In her new single, “Available,” releasing today on Compass Records, the singer-songwriter and flatpicking guitar player constructs a story of promising nuptials and a bride’s disbanded dreams, delivered as a wife’s tongue-in-cheek ode to her philandering man as he ringlessly galivants about town, touting his fabricated availability.

“My mother unwittingly set up this song when she teased my dad for never wearing his wedding ring,” Frazier explains. “They’ve been married for 51 years, but she still jokes, ‘He’s just trying to look available.’ I realized that’s actually a very real issue in a lot of marriages. It’s fun to joke about, but it’s not so funny when you’re living it and it really is your spouse’s intent.”

But examining serious subjects with humor is a tried-and-true country tradition; in “Available,” Frazier nails it perfectly.

“As the saying goes, ‘Sometimes you gotta laugh to keep from crying.’ We’re playing it and singing it in a lighthearted way, but there’s still an element of calling out the spouse for mistreating his lady,” Frazier says, adding, “I wrote this song while sitting on a piano bench at Nashville Music Academy, where I was teaching piano. It just came into my head in one piece, both melody and lyrics. That rarely happens for me.”

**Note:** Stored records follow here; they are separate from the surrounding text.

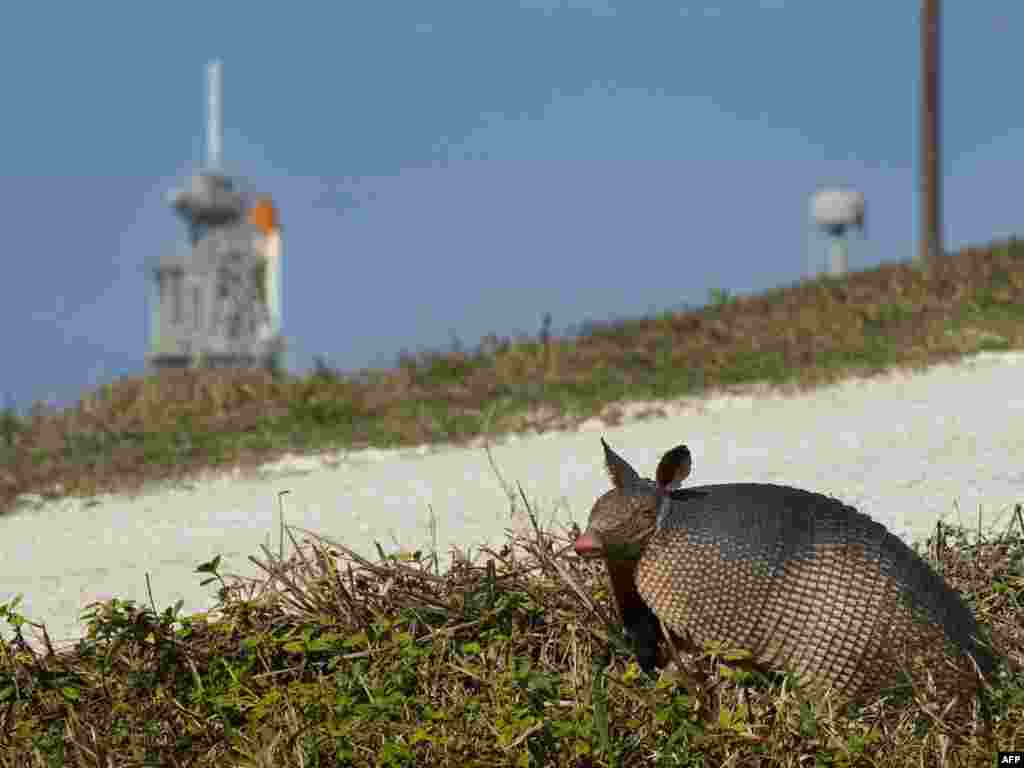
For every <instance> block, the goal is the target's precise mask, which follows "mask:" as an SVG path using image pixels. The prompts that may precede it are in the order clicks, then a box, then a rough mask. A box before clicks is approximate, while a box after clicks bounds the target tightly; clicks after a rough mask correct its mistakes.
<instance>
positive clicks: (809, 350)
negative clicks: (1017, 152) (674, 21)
mask: <svg viewBox="0 0 1024 768" xmlns="http://www.w3.org/2000/svg"><path fill="white" fill-rule="evenodd" d="M717 296H718V299H717V300H716V302H715V303H714V304H713V305H711V306H708V307H705V308H702V309H697V310H691V311H684V312H676V313H665V314H663V315H659V316H655V317H648V318H644V319H636V321H630V322H625V323H617V324H614V325H606V326H592V327H590V328H589V329H588V330H587V332H586V333H584V334H583V335H581V336H580V337H579V338H571V339H558V338H551V336H550V334H549V332H548V329H547V328H545V329H544V330H543V331H542V334H541V336H540V339H539V340H529V339H526V340H519V341H515V342H513V341H510V340H499V339H497V338H494V337H490V338H488V339H486V340H485V341H484V342H483V343H482V344H481V345H480V347H479V348H478V349H476V350H475V351H472V352H465V351H452V352H447V353H430V354H424V355H421V356H419V357H411V356H406V357H403V358H402V359H401V360H400V364H399V365H398V367H396V368H395V369H393V370H388V371H365V372H361V373H360V374H358V375H353V376H341V375H339V374H337V373H334V372H332V371H330V370H327V369H323V370H321V371H318V372H316V373H314V374H311V375H309V376H305V377H301V378H291V377H273V376H271V375H270V374H268V373H264V372H255V371H177V372H169V373H166V374H163V375H160V376H152V377H136V378H127V379H123V380H120V381H117V382H115V383H113V384H111V385H109V386H104V387H101V388H100V389H98V390H97V391H94V392H90V393H88V394H86V395H85V396H84V397H83V398H82V399H81V401H80V402H79V403H78V404H77V406H76V407H74V408H69V409H65V410H61V411H51V410H47V409H45V408H43V407H36V408H35V409H34V411H33V413H32V415H31V417H30V418H28V419H17V418H14V417H13V415H11V414H6V415H0V513H2V512H3V511H4V510H7V509H10V507H11V504H12V503H13V500H14V499H15V497H16V496H17V495H19V494H26V493H34V494H39V495H42V496H44V497H46V496H62V495H69V494H72V495H82V496H89V495H93V494H96V493H100V492H106V490H131V489H134V488H138V487H140V486H141V485H142V484H144V483H146V482H150V481H154V480H164V479H174V478H180V477H183V476H186V475H189V474H194V473H196V472H197V471H199V470H201V469H203V468H206V467H210V466H223V465H228V464H230V465H242V466H254V465H256V464H259V463H261V462H265V461H269V460H273V459H275V458H279V457H281V456H282V455H284V454H285V453H288V452H291V451H304V452H309V451H318V450H324V449H331V447H335V446H342V445H344V446H351V447H360V446H367V445H377V446H388V445H401V444H421V443H428V442H435V441H441V440H447V441H465V440H468V439H470V438H472V437H475V436H478V435H481V434H484V433H487V432H489V433H498V432H508V431H519V430H525V429H539V430H545V429H552V428H564V427H567V426H572V425H574V424H578V423H580V422H582V421H584V420H585V419H587V418H589V417H591V416H593V415H595V414H597V413H599V412H602V411H607V410H608V409H609V407H611V406H612V404H613V403H616V402H622V401H625V400H630V399H656V398H668V397H674V396H682V395H687V394H692V393H694V392H699V391H710V390H713V389H718V388H722V387H729V386H734V385H743V384H749V383H752V382H765V383H768V384H771V385H776V386H782V385H787V386H793V387H811V386H816V385H820V384H824V383H828V382H831V381H836V380H838V379H840V378H843V377H847V376H850V375H854V374H861V375H863V374H872V373H877V372H879V371H882V370H887V369H890V368H893V367H904V366H910V367H921V366H925V365H930V364H934V362H938V361H942V360H948V359H951V358H954V357H956V356H958V355H962V354H965V353H968V352H973V351H977V350H979V349H1007V348H1019V347H1024V245H1022V244H1019V243H1017V242H1015V241H1012V242H1010V243H1008V244H999V245H994V246H991V247H989V248H984V249H966V250H964V251H961V252H959V253H957V254H953V255H950V256H948V257H944V258H942V259H940V260H939V261H937V262H936V263H935V264H934V265H933V267H932V268H931V269H930V270H929V271H926V272H922V271H920V270H918V269H915V268H914V267H912V266H910V265H908V264H886V265H883V266H880V267H878V268H874V269H869V270H866V271H862V272H854V273H851V274H849V275H848V276H846V278H844V279H843V280H830V279H823V280H820V281H815V282H808V283H801V284H797V285H795V286H791V287H788V288H783V289H779V290H775V291H771V292H768V293H766V294H763V295H758V296H750V297H738V298H735V299H731V300H727V296H726V295H725V294H724V293H722V292H718V294H717Z"/></svg>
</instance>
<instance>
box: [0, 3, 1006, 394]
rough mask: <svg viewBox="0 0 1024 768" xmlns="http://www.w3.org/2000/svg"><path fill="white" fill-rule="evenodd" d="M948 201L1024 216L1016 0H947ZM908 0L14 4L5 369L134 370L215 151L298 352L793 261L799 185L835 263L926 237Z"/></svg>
mask: <svg viewBox="0 0 1024 768" xmlns="http://www.w3.org/2000/svg"><path fill="white" fill-rule="evenodd" d="M943 5H944V6H945V7H944V17H943V32H942V46H943V67H944V71H943V76H944V82H943V94H942V95H943V104H942V106H943V114H942V131H943V140H944V146H943V148H944V157H943V162H942V167H943V174H944V229H945V238H946V245H947V247H948V248H955V247H957V246H961V245H965V244H969V243H983V242H986V241H988V240H991V239H993V238H1006V237H1009V236H1011V234H1014V233H1017V232H1019V231H1020V230H1021V228H1022V227H1021V225H1020V222H1021V220H1022V218H1024V200H1022V199H1021V197H1020V195H1019V193H1018V189H1019V179H1021V178H1024V173H1022V171H1024V127H1022V125H1024V101H1022V100H1021V99H1020V98H1019V94H1020V77H1019V73H1020V62H1019V53H1017V50H1018V49H1019V37H1020V30H1021V29H1024V3H1020V2H1019V0H986V2H984V3H978V2H967V0H955V1H953V2H949V1H947V2H945V3H944V4H943ZM919 12H920V3H919V2H911V1H910V0H898V1H897V0H863V1H862V2H859V3H838V2H827V3H824V2H820V1H818V0H799V1H798V0H790V1H787V2H783V1H782V0H775V1H774V2H769V1H768V0H763V1H761V2H758V1H756V0H730V1H729V2H718V3H710V2H709V3H705V2H667V1H658V2H655V1H654V0H650V1H649V2H635V1H634V2H622V3H616V2H613V0H605V1H604V2H596V1H595V2H584V1H583V0H579V1H577V2H572V1H571V0H563V1H562V2H556V0H531V1H530V2H515V1H513V0H472V1H466V2H461V1H460V2H455V1H450V0H435V1H434V2H430V3H424V2H386V1H385V0H378V1H377V2H372V3H351V2H346V3H336V2H332V3H328V2H324V3H303V2H298V1H296V2H292V3H290V4H285V3H278V4H258V3H256V4H254V3H246V4H242V3H228V2H223V3H200V2H189V1H188V0H181V1H180V2H177V3H172V4H167V3H159V4H158V3H127V2H108V3H88V4H71V3H66V4H60V5H58V4H43V3H20V4H17V5H11V6H10V7H8V8H5V10H4V18H3V25H2V32H0V37H2V41H0V42H2V44H0V71H2V72H3V93H4V115H5V119H4V130H3V133H2V138H0V173H2V175H0V205H2V210H3V211H4V213H5V215H4V216H3V220H4V226H5V227H6V230H7V233H8V234H7V247H6V248H5V249H4V250H5V252H6V257H5V259H4V268H5V276H4V278H2V279H0V286H2V288H3V290H2V294H0V295H2V297H3V301H2V302H0V329H2V330H0V340H2V341H3V344H4V348H5V350H6V354H5V355H4V360H3V362H2V364H0V396H6V397H7V398H10V399H11V400H12V401H14V402H16V403H17V404H18V406H20V407H25V406H27V404H29V403H30V402H32V401H33V400H37V399H39V400H51V401H57V402H67V401H69V400H70V399H74V398H76V397H77V396H78V395H79V394H81V392H82V391H83V390H84V389H86V388H89V387H91V386H94V385H96V384H98V383H101V382H104V381H109V380H111V379H113V378H115V377H118V376H121V375H126V374H132V373H137V372H139V371H141V369H142V365H143V355H144V352H145V343H146V328H145V324H146V310H145V298H144V280H145V274H144V271H143V264H144V263H145V261H146V259H150V258H153V256H154V255H156V254H157V253H159V252H160V251H162V250H164V249H166V248H168V247H169V246H170V245H172V244H173V242H174V240H175V239H176V238H179V237H180V236H181V233H182V232H181V225H180V223H179V221H178V220H177V219H176V217H175V216H174V215H173V213H172V211H171V210H170V209H169V208H168V207H167V205H166V203H165V202H164V195H165V193H166V191H167V189H168V188H170V187H172V186H175V185H177V184H178V183H180V182H181V181H182V180H183V179H184V177H185V176H186V174H187V173H188V172H189V171H190V170H191V169H193V168H194V167H195V166H196V165H197V164H198V163H200V162H201V161H202V159H203V153H204V147H205V105H206V101H205V99H206V94H205V77H206V63H207V61H208V60H210V59H212V58H215V57H219V58H221V59H222V61H223V83H224V110H223V156H224V160H225V163H226V164H227V165H228V167H229V168H232V169H234V170H237V171H238V172H240V173H242V174H244V175H245V176H246V177H248V178H249V179H250V180H251V182H252V184H253V185H254V186H255V187H256V188H258V189H260V190H262V191H266V193H268V194H269V195H271V196H272V198H273V199H274V201H275V203H276V204H278V206H279V209H280V211H281V218H282V222H283V229H284V239H285V241H284V243H285V245H284V247H285V251H284V259H285V275H284V315H285V321H284V322H285V332H286V334H287V335H288V337H289V338H290V339H291V340H292V357H291V366H292V367H293V368H294V369H296V370H303V369H305V368H308V367H309V366H310V365H311V361H312V359H313V356H314V355H324V356H325V357H327V358H328V359H329V360H330V361H331V362H332V364H333V365H335V366H337V367H339V368H342V369H345V370H354V369H358V368H361V367H364V366H372V365H390V364H391V362H393V360H394V358H395V356H396V354H397V353H398V352H399V351H400V350H401V349H402V348H406V349H409V350H414V351H415V350H417V349H421V348H436V347H441V346H446V345H447V344H449V342H450V340H451V338H452V334H453V333H455V334H457V335H458V336H459V337H460V338H461V339H462V341H463V342H464V343H465V344H467V345H471V344H474V343H475V342H476V341H477V340H478V339H479V337H480V336H482V335H485V334H487V333H489V332H495V333H498V334H499V335H511V336H515V335H517V334H519V333H529V334H535V333H536V332H537V331H538V329H539V328H540V326H541V318H542V317H543V315H544V313H545V312H548V311H550V312H551V313H552V315H553V319H554V327H555V329H556V331H557V330H560V329H563V328H565V327H566V326H568V325H570V324H578V323H580V322H582V321H585V319H601V318H606V317H608V316H612V315H614V316H622V315H630V314H634V315H635V314H640V313H644V312H647V311H649V310H651V309H660V308H667V307H671V306H678V305H680V304H682V303H684V302H686V303H690V304H697V303H702V302H705V301H706V300H707V299H708V296H709V291H710V289H712V288H723V289H726V290H729V291H732V292H734V293H745V292H751V291H758V290H762V289H765V288H768V287H771V286H775V285H779V284H784V283H790V282H793V281H795V280H798V279H799V278H800V276H801V274H802V273H803V272H804V270H805V265H806V261H807V256H808V247H809V244H811V245H812V246H813V247H815V248H817V249H821V253H822V254H823V246H821V245H819V244H815V241H814V239H813V238H809V237H808V223H807V214H806V211H807V196H808V195H809V194H810V193H812V191H813V190H814V189H815V188H816V187H817V186H818V185H819V184H822V183H846V184H850V185H852V186H854V187H856V188H857V189H859V190H861V191H862V193H864V195H865V197H866V200H867V227H868V229H867V236H868V237H867V239H866V240H865V241H863V242H862V243H856V244H855V246H854V248H853V250H852V252H851V257H850V265H851V268H862V267H865V266H870V265H873V264H877V263H880V262H882V261H895V260H905V259H907V258H909V257H910V256H911V254H912V251H913V248H914V242H915V239H916V197H918V195H916V193H918V189H916V186H918V185H916V169H918V155H919V143H918V104H919V100H918V99H919V84H920V71H919V63H920V48H919V40H920V30H919Z"/></svg>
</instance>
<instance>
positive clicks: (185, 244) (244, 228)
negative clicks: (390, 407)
mask: <svg viewBox="0 0 1024 768" xmlns="http://www.w3.org/2000/svg"><path fill="white" fill-rule="evenodd" d="M207 79H208V83H207V85H208V105H207V112H208V114H207V119H208V123H207V158H206V166H205V167H204V168H202V169H201V170H199V171H198V172H196V173H195V174H193V176H191V177H190V178H189V179H188V183H187V185H186V187H185V188H183V189H174V190H172V191H170V193H169V194H168V196H167V202H168V204H169V205H170V206H171V207H173V208H174V210H175V212H176V213H177V214H178V215H179V216H180V217H181V218H182V220H183V221H184V224H185V227H186V236H187V237H186V242H182V243H180V244H179V245H178V246H177V247H175V248H174V249H173V250H172V251H170V252H168V253H165V254H163V255H162V256H161V257H160V258H159V260H158V261H157V263H156V265H155V266H154V267H153V268H152V270H151V272H150V274H151V275H152V282H151V285H150V297H148V299H150V311H151V318H150V350H148V354H147V356H146V361H147V364H148V367H150V369H151V370H152V371H155V370H160V369H168V368H188V367H210V368H214V367H216V368H227V367H233V368H237V367H244V368H252V367H261V368H267V369H271V370H272V369H274V368H280V367H281V366H282V365H283V353H284V346H285V345H284V337H283V336H282V316H281V287H282V281H281V278H282V264H281V246H282V243H281V230H280V226H279V221H278V212H276V209H275V208H274V206H273V203H272V202H271V201H270V199H269V198H266V197H259V198H256V199H255V200H253V201H250V200H248V198H247V196H246V195H244V194H243V193H242V191H241V190H240V189H239V188H238V187H239V182H240V181H241V179H238V178H232V177H231V176H230V175H228V174H226V173H224V172H222V171H221V159H220V151H221V134H220V109H221V101H220V98H221V73H220V62H219V61H213V62H211V63H210V65H209V67H208V69H207Z"/></svg>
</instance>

Praising producer Bill Wolf, she notes, “He made it a point to highlight the irreverent, but fun nature of the song.” That wasn’t hard to capture with a studio full of willing, outstandingly able players: Trey Hensley and Shelby Means on harmonies, Sam Bush on mandolin, Stuart Duncan on fiddle, Ron Block on banjo, Josh Swift on dobro and Barry Bales on bass.

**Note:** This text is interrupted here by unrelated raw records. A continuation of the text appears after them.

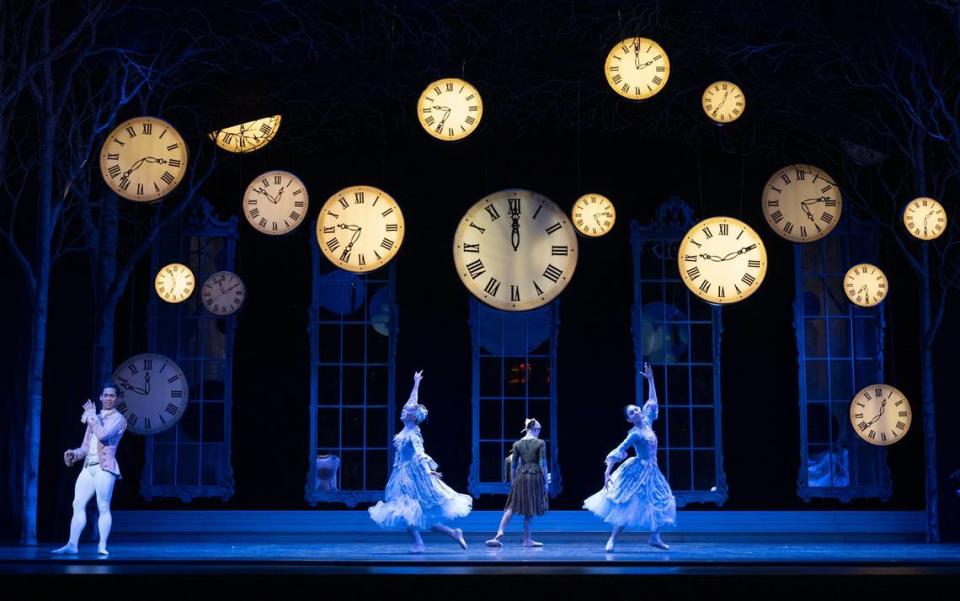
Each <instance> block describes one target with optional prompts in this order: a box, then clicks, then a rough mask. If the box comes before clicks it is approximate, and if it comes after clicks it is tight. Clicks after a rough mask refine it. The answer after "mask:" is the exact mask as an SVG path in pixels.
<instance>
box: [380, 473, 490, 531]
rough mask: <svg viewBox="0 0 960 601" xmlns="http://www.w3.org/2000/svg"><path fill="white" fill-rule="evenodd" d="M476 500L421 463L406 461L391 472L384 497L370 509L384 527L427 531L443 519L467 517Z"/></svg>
mask: <svg viewBox="0 0 960 601" xmlns="http://www.w3.org/2000/svg"><path fill="white" fill-rule="evenodd" d="M472 509H473V499H472V498H471V497H470V496H469V495H463V494H460V493H458V492H457V491H455V490H453V489H452V488H450V487H449V486H447V485H446V484H444V483H443V481H442V480H440V479H439V478H437V477H435V476H431V475H430V474H429V473H428V472H427V471H426V470H425V469H423V467H422V466H419V465H416V464H413V463H411V464H407V465H403V466H400V467H397V468H395V469H394V470H393V473H392V474H390V480H389V481H388V482H387V489H386V491H385V493H384V500H383V501H379V502H378V503H377V504H376V505H374V506H373V507H371V508H370V509H368V510H367V511H369V512H370V519H372V520H373V521H374V522H376V523H377V525H378V526H380V527H381V528H403V529H406V528H411V527H413V528H418V529H421V530H426V529H428V528H431V527H433V526H435V525H436V524H439V523H441V522H444V521H447V520H452V519H456V518H462V517H466V516H467V515H469V514H470V511H471V510H472Z"/></svg>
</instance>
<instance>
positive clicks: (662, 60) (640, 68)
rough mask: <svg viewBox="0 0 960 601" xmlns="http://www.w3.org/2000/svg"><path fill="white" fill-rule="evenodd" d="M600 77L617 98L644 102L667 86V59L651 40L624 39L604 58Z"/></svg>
mask: <svg viewBox="0 0 960 601" xmlns="http://www.w3.org/2000/svg"><path fill="white" fill-rule="evenodd" d="M603 74H604V76H606V78H607V83H608V84H610V87H611V88H613V91H614V92H616V93H617V94H620V95H621V96H623V97H624V98H629V99H630V100H645V99H647V98H650V97H651V96H653V95H654V94H656V93H657V92H659V91H660V90H662V89H663V87H664V86H665V85H667V79H668V78H669V77H670V59H669V58H667V53H666V52H664V51H663V48H661V47H660V45H659V44H657V43H656V42H654V41H653V40H649V39H647V38H640V37H636V38H627V39H625V40H623V41H622V42H620V43H619V44H617V45H616V46H614V47H613V49H611V50H610V53H609V54H607V60H606V62H605V63H604V64H603Z"/></svg>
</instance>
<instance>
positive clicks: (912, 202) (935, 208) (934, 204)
mask: <svg viewBox="0 0 960 601" xmlns="http://www.w3.org/2000/svg"><path fill="white" fill-rule="evenodd" d="M903 225H905V226H906V228H907V231H908V232H910V235H911V236H913V237H914V238H919V239H920V240H933V239H934V238H939V237H940V234H942V233H943V232H944V231H945V230H946V229H947V212H946V211H945V210H944V209H943V205H942V204H940V203H939V202H937V201H936V200H934V199H932V198H928V197H926V196H921V197H920V198H914V199H913V200H911V201H910V204H908V205H907V206H906V207H905V208H904V209H903Z"/></svg>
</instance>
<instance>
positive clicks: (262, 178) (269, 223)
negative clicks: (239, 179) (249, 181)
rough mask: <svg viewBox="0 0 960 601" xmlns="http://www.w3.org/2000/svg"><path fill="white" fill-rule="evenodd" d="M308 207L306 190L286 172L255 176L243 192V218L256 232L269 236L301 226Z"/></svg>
mask: <svg viewBox="0 0 960 601" xmlns="http://www.w3.org/2000/svg"><path fill="white" fill-rule="evenodd" d="M309 206H310V200H309V198H308V197H307V187H306V186H304V185H303V182H302V181H300V178H298V177H297V176H296V175H294V174H292V173H290V172H288V171H280V170H274V171H267V172H266V173H262V174H260V175H258V176H257V177H256V178H254V180H253V181H252V182H250V185H249V186H247V190H246V192H244V193H243V215H244V217H246V218H247V222H248V223H250V225H252V226H253V227H254V228H255V229H256V230H257V231H259V232H261V233H263V234H268V235H271V236H282V235H283V234H288V233H290V232H292V231H293V230H294V229H296V228H297V226H299V225H300V224H301V223H303V220H304V217H305V216H306V214H307V209H308V208H309Z"/></svg>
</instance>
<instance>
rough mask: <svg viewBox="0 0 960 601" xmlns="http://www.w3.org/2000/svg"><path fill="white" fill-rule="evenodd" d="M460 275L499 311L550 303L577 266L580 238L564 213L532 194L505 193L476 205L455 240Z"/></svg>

“There’s a playful feeling, as though I’m teasing the guy, but still contemptuous,” she says. “At the end, we’re all laughing as Trey insists, ‘It’s too tight!’ Even Bill chimes in with, ‘No kidding.’ It reminds me of an old-fashioned, romping country song.”

A bluegrass luminary herself, Frazier gained notoriety as the first woman to grace the cover of Flatpicking Guitar Magazine. In 2018, she also became the first woman to earn a Guitar Performer of the Year nomination from the Society for the Preservation of Bluegrass Music of America, an honor she received again in 2019. Frazier is widely known for her work with Colorado-based outfit Hit & Run, the only band to score the bluegrass-world trifecta of winning Rockygrass, Telluride and SPBGMA festival band competitions.